The program is streamed online on Radio Canada's tou.tv website, which is an international joint venture with other French language broadcasters.
CBC won't say how much it spends on the site, claiming it is sensitive commercial information.
Stripped of context, the clips that Sun TV is broadcasting do look steamy, and politicians were quick to condemn CBC for showing such smut.
Heritage Minister James Moore, though, declined to take the bait.
"I know you're in the business of just going after the CBC, but I can't comment on something I haven't seen," he told a Sun TV reporter.
Then, off camera, he expressed skepticism about the issue, pointed out that Sun papers run bikini girls, and said the Sun TV reporter is being used as a "pawn" by Quebecor CEO Pierre Karl Peladeau, who wants CBC de-funded so he can get a larger share of the French language TV audience in Quebec, after which he will shut down Sun TV.
"You know that's going to happen right?" he said.
The Sun ran an editorial the next day calling on Prime Minister Stephen Harper to fire Moore, and Moore flip-flopped, calling on the CBC to review its online content.
Andrew MacDougall, a spokesman for Harper, told the Sun that his boss doesn't approve of Hard.
"While the government doesn't control CBC's content, we are confused by their decision to purchase sexually explicit content and make it available to children," he said.
CBC has reacted by shutting down the program until after midnight.
This is all so silly I can hardly believe it.
If you actually watch a whole episode of Hard, as I have, you can't call it porn. It is more explicit than Sex and the City — because the French have a higher tolerance for such things than Americans do — but the ratio of sexy bits to non-sexy bit is about the same.
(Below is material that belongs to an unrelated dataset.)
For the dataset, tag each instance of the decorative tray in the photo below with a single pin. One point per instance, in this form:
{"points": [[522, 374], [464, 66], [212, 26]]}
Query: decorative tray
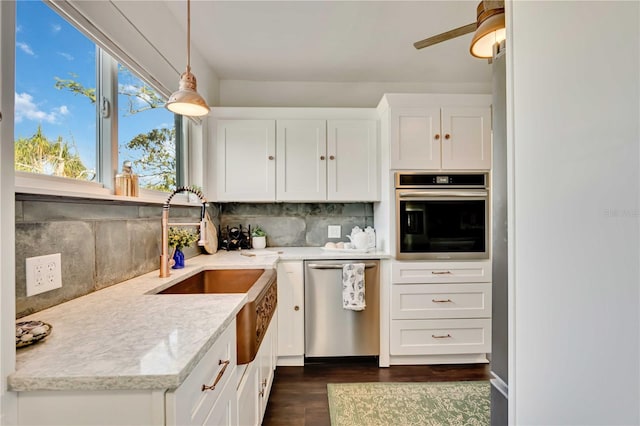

There is full-frontal nudity, but most of the show is made up of dramatic scenes, and the point of the whole thing is not sexual arousal.
Quebecor's Videotron, which runs a competing French-language web TV site, does offer hard-core pornography, including a channel called hardtv, which offers explicit gay sex 24-7, and another called Vanessa, which runs heterosexual porn produced by Pega Productions, in Montreal, featuring Canadian performers.
Sun TV's parent company sells a lot of porn. CBC does not sell porn. But somehow Sun TV is managing to get politicians to condemn CBC for selling porn.
What is serious, though, are the government's plans for the CBC.
MacDougall told me Friday that as the government prepares for cuts in all departments, it wants the CBC to focus on its core mandate.
"Their mandate is to make sure that regions that can't sustain news gathering by private companies, that should be their focus," he said. "We want them to do that and not get into all that other web TV stuff. Their focus should be here and we're confused why they thought this would be a good idea. Their focus should be on protecting the service that they do provide to remote regions, and the regions more broadly."
If that's the government's direction, we could soon see a much smaller CBC, which would, incidentally, be really good news for Peladeau.